The Lunar Chronicles is a series I heard much buzz about, but other than it popular I knew nothing about it. Just that it features fairy tale retellings set in a futuristic world which is inhabited by Cyborgs, robots and androids and something to do with the moon. This was one of those quick and easy YA reads. The plot and overall story line have little substance to it and if you know your classics then the fairy tale element is a bit too obvious which distracts from the world building of the series. I enjoyed it as it was an easy breezy, no brainer read, but it definitely has its flaws.

Christopher Winn – I Never Knew That About London


I Never Knew That About London is the ultimate alternative travel guide to London. If you’re a history buff, into weird facts, or simple know London to a T, then this book can give you something different to look out for. Filled to the brim with information about nearly every church in London, notable figures of gone by days and surprising nook and crannies, this is not your average travel guide or history book.

This is one of those typical books that I have had for years, but simply never got round to.

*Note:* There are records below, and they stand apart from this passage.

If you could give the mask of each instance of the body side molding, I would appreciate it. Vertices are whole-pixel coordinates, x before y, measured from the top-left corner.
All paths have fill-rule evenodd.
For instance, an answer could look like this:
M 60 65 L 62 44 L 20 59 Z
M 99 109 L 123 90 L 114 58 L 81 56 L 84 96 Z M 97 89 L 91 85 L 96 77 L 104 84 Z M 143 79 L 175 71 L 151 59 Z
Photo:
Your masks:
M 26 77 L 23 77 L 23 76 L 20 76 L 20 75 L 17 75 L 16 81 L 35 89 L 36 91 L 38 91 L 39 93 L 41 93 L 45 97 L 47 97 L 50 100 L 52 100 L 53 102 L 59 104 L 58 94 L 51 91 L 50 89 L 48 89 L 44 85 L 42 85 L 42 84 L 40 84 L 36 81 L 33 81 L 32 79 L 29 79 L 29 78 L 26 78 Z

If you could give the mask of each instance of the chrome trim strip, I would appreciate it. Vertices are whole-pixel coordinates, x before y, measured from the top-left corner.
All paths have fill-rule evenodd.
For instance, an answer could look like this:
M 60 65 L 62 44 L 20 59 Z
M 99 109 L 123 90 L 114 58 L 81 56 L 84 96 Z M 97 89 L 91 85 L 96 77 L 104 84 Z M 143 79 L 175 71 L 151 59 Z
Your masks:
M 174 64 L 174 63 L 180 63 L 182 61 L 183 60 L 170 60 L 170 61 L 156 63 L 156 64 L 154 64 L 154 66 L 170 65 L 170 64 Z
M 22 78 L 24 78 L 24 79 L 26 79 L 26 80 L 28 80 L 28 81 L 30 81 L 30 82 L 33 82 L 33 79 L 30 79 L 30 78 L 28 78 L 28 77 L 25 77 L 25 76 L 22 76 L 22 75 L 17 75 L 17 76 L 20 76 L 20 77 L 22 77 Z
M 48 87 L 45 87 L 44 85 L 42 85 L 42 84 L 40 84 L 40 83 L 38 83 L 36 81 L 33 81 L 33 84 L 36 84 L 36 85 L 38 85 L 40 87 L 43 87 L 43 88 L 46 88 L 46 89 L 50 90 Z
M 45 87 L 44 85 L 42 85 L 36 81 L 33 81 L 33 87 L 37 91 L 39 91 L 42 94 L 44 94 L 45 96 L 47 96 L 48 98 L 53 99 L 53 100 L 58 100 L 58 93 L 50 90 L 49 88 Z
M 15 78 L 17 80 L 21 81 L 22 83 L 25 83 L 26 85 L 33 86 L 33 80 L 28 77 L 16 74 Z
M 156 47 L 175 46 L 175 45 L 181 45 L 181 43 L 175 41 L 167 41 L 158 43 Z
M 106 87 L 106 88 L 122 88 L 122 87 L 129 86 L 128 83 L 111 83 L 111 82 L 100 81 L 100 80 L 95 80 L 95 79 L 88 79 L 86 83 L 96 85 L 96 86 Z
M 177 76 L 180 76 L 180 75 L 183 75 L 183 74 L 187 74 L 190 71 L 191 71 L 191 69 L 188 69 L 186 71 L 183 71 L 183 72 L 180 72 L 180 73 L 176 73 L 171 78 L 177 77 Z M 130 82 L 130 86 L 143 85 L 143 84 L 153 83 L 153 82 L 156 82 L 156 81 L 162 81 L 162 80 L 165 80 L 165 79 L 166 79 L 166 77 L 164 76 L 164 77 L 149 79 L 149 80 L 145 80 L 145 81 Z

I enjoyed this, but since the book mainly just lists fact after fact the reading experience isn’t the best. There is no narrative, hardly any context and after reading to much this would give me a splitting headache. I found out this book works best if you try not to connect the dots too much. But this is definitely one I have to pick up again once I plan another London trip as it lists quite a few places that I would still like to visit. An excellent guide if you wish to go more in depth into specific London neighborhoods.

Genevieve Cogman – The Masked City


In The Masked City we return to Irene and Kai a few months after they have settled in their alternate Victorian London with some chaos caused by the Fae but also some rudimentary technology. But then Kai vanishes without a trace and the only way to get him back is to travel across the realms deep into Chaos to an alternate Venice where Carnival is a perpetuate state of mind. Irene has to juggle her role as a Librarian, a promise to a Dragon King while trying to avoid being played by two rivaling Fae. And since Kai’s dragon heritage makes the Chaotic world toxic, time is ticking.

The second book in the Invisible Library series was better than the first installment. This plot was well-paced, the characters likable but not flawless and up until an unsuspected and quite a ‘cheap’ plot twist as the end, the story was well played out which all the twists and turns of any good detective novel set in a fantasy world where books and stories play an important role. I highly recommend this series if language, books, fae, dragons and alternate universes appeal to your reading needs.

What books did you read in January?

5 responses to “Book Review (January 2017)”

  1. Empire of Storms – Throne of Glass
    Book GOOD I,m Very Happy
    The long path to the throne has just begun for Aelin Galathynius. As the kingdoms of Erilea fracture around her, enemies must become allies if Aelin is to keep those she loves from falling to the dark forces poised to claim her world. With war looming on all horizons, the only chance for salvation lies in a desperate quest that may mark the end of everything Aelin holds dear. Will Aelin succeed in keeping her world from splintering, or will it all come crashing down? Nonton film

  2. I love the cover of Secret Library. The London book looks great, too. Living only about 35 miles from there, I’ll probably read it for my next visit.
    I’ve just finished reading P.A.W.S. by Debbie Manber Kupfer. It’s a fantasy novel set in modern USA, and a good read if you like fantasy. I’ll be reviewing it shortly.